Padma Desai, économiste, 1931-2023


Padma Desai, en tant qu’étudiant diplômé à Harvard. Malgré ses déboires personnels, elle est devenue plus tard un mentor exceptionnel pour les étudiants

Padma Desai avait une compréhension à la fois académique et personnelle de l’impact que les systèmes de contrôle total peuvent avoir sur la productivité et le bien-être humains.

En tant qu’économiste, Desai, décédé à l’âge de 91 ans, a calculé les dommages causés par une mauvaise répartition dans le cadre de l’économie dirigée soviétique. Et en tant que femme indienne, elle a lutté contre les lois patriarcales pour divorcer de son mari émotionnellement violent.

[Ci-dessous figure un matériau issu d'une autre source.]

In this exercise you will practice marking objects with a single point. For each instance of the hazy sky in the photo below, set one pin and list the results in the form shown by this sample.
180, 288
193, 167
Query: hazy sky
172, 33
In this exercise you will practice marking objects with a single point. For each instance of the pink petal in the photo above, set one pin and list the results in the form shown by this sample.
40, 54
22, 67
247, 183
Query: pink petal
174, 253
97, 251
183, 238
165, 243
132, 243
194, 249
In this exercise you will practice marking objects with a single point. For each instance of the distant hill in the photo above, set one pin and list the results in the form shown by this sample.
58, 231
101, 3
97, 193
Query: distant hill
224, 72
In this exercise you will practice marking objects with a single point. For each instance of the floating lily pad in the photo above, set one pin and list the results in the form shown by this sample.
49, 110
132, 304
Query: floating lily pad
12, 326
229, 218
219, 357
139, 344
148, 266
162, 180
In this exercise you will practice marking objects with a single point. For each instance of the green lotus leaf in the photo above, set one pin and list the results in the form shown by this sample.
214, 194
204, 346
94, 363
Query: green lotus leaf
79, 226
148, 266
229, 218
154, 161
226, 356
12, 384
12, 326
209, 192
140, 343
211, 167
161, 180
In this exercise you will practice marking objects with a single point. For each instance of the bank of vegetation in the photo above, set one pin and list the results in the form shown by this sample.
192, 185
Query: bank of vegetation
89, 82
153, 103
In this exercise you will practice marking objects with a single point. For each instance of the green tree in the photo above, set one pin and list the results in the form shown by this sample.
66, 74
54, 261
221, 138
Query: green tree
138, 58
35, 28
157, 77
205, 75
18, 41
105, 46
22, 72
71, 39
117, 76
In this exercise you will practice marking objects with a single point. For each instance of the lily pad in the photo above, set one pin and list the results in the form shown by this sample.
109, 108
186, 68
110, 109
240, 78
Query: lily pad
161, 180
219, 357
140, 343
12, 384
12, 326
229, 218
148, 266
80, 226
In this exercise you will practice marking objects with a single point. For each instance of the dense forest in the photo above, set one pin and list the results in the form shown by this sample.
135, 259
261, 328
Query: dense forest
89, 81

Desai est né à Surat, en Inde, en 1931, de Shanta et Kalidas, professeur de littérature diplômé de Cambridge. Troisième de quatre frères et sœurs, elle excellait à l’école et a obtenu une bourse pour étudier l’économie à ce qui était alors l’université de Bombay en 1951. Pendant ses études universitaires, sa famille ne lui a laissé d’autre choix que d’épouser son aventure universitaire.

La brillance académique de Desai lui a valu une bourse pour poursuivre des études supérieures à l’Université de Harvard. En 1955, elle navigue seule sur le bien nommé SS Independence.

Pendant son séjour à Harvard, Desai a suivi des cours avec les économistes Alexander Gerschenkron et Robert Solow. Des décennies plus tard, elle a expliqué la décélération des taux de croissance soviétiques en utilisant les idées de Solow, qui séparaient la croissance à long terme de la productivité technologique et de la croissance tirée par le capital.

Desai a étendu la critique de Gerschenkron sur la croissance soviétique dans son livre de 1989 Perestroïka en perspective. Dans une analyse empirique unique en son genre, elle a démontré la perte d’efficacité résultant de la mauvaise allocation des ressources au sein de l’économie dirigée et a estimé les pertes subies par chaque secteur.

Avant d’examiner le système soviétique, Desai a appliqué les mêmes méthodes pour analyser différents secteurs en Inde, adaptant les techniques de l’économiste soviéto-américain Wassily Leontief. Elle a obtenu son doctorat en 1960. Mais sa réussite scolaire s’est accompagnée d’un sentiment de défaite personnelle – elle essayait, et échouait, de quitter son mariage difficile.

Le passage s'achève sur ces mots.